Spread Love, Not Poisons on Valentine's Day
This Valentine's Day, millions of well-meaning Americans will again be buying roses and chocolates for their loved ones, not realizing their gifts are likely tainted by toxic pesticides, child slavery and labor exploitation. Education about organic/fair trade chocolate and flowers could help consumers make simple, satisfying choices that benefit communities around the world.
Chocolate has a dark side. More than 40 percent comes from Africa's Cote d'Ivoire (Ivory Coast), where the International Labor Organization and the U.S. State Department report widespread instances of child slavery and labor exploitation. Hundreds of thousands of kids, who never get to enjoy chocolate, are handling dangerous pesticides and clearing fields with machetes.
The chemical aspect of conventional chocolate production affects us all. Sun-grown chocolate, like coffee, destroys the canopy of shade that controls pests and weeds naturally. Full-sun crops require constant, massive chemical blitzing. Workers are the first but not the only ones exposed to these pesticides and insecticides, many of which are banned here yet "imported" back in the chocolate. Communities suffer from poisoned air and water. Sun growing destroys habitat for near-extinct birds, as well as a complex ecosystem crucial to clean air, pest control and indigenous medicines. Plus, most of our chocolate buying supports a system that underpays cocoa farmers. To survive, communities level rainforests to make cattle pasture, furthering the permanent loss of precious biodiversity.

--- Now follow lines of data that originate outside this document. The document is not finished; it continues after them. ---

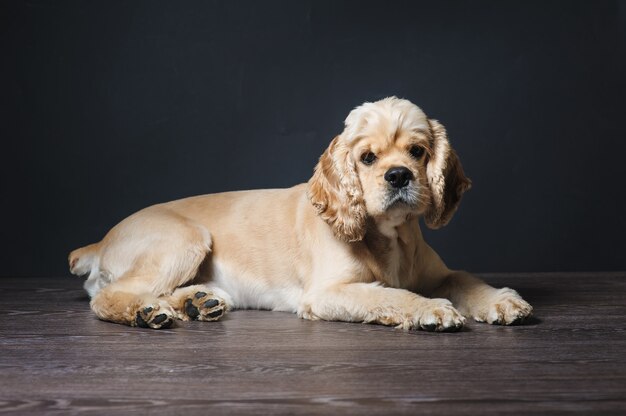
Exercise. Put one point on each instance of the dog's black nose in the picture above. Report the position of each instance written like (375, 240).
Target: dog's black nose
(398, 177)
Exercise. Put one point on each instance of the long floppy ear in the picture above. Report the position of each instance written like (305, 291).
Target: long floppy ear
(335, 192)
(445, 177)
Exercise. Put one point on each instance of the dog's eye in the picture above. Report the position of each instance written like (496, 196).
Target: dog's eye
(368, 158)
(417, 151)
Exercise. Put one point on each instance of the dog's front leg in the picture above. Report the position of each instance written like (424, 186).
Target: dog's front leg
(475, 298)
(373, 303)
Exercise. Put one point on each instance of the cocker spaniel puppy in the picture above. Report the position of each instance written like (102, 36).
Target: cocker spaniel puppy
(346, 246)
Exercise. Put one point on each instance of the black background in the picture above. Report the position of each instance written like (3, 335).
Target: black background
(109, 107)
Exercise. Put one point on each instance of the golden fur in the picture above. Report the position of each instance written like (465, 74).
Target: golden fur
(345, 246)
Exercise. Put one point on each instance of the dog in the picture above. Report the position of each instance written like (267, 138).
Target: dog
(346, 246)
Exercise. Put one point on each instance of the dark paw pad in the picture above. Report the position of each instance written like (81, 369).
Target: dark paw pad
(204, 307)
(191, 310)
(146, 318)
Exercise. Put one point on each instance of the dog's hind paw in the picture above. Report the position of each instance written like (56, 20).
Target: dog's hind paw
(152, 317)
(204, 306)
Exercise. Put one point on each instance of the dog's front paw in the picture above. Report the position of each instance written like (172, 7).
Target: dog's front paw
(204, 307)
(506, 307)
(153, 316)
(439, 315)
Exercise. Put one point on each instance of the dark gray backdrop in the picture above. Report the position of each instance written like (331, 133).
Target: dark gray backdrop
(109, 107)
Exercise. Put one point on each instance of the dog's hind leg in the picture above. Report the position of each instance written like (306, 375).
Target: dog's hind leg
(152, 255)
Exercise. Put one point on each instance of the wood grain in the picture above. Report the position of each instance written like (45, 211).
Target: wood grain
(56, 358)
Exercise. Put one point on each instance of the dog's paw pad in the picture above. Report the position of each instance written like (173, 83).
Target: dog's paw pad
(148, 317)
(508, 309)
(439, 315)
(204, 307)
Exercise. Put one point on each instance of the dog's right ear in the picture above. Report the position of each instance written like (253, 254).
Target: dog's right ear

Anything rosy here? Most Valentine's Day flowers come from Colombia and Ecuador, where toxic pesticides sprayed on cut flowers are poisoning the land as well as workers. Florists who handle non-organic flowers often develop skin diseases; workers in the flower industry commonly suffer from pesticide poisoning. Worst of all, many of these chemicals are known carcinogens. We can't distance ourselves enough: Agri-chemicals are showing up in mothers' breast milk the world over.
But flowers and chocolate do make great Valentine's Day gifts -- as long as they're organic and fair-trade. The above-described status quo is so tragic because it's easy to avoid the chemicals and the human rights violations, with virtually no extra effort.
There are more than a dozen superb brands of organic and fair trade chocolate at your local stores. Free of chemicals, organic chocolate is decadently delicious. It costs a bit more than cheap mainstream brands (which, aside from pesticides and slave labor, are full of corn syrup and additives). But organic chocolate doesn't cost more than many upscale (yet conventional) designer brands you find at gourmet shops and department stores.
Why pay a premium for fancy confections with no conscience? Organic flower shops online will ship anywhere. It's a convenient way to send flowers that your recipient can sniff without inhaling chemicals. These are not frivolous concerns. Such products are big business at holiday times and where you funnel your gift-buying bucks can make the difference between toxicity, cruelty and destruction -- or sustainability and humanity. American consumption has an enormous impact on society and the Earth. Only consumers can change these systems that profit by our ignorance at the expense of virtually everything and everyone.
Skeptical that a mere chocolate purchase wields such power? The United States is the world's largest consumer -- about 3 billion pounds a year. We can do such good with our purchasing clout. Fair trade chocolates struggle to compete because our country's biggest chocolate manufacturers (Hershey and M&M/Mars) refuse to use fair-trade beans. They get away with it for one reason: because you buy it.
We don't have to support these practices. We can vote with our dollars and avoid spreading poisons when the point is to spread love. Thanks to organic producers, we can have our treats shadow-free -- without sacrificing a thing -- while shunning polluters and the greed that denies workers fair wages and conditions. Your Valentine to a loved one can also be the gift of a decent future for all our children -- and a decent existence for someone's children today.
Why not choose differently, when alternatives are readily available? Wouldn't an organic, fair-trade chocolate bar taste sweeter than a cruel and toxic one? Surely your sweetheart would agree.
Seattle Post Intelligencer and Organic Trade Association, February 10, 2006
Robyn Landis is the Seattle-based author of "BodyFueling" and "Herbal Defense" and runs a consumer-information Web site (www.bodyfueling.com) covering health, environmental and animal welfare issues. She has no financial ties to any chocolate or flower producer.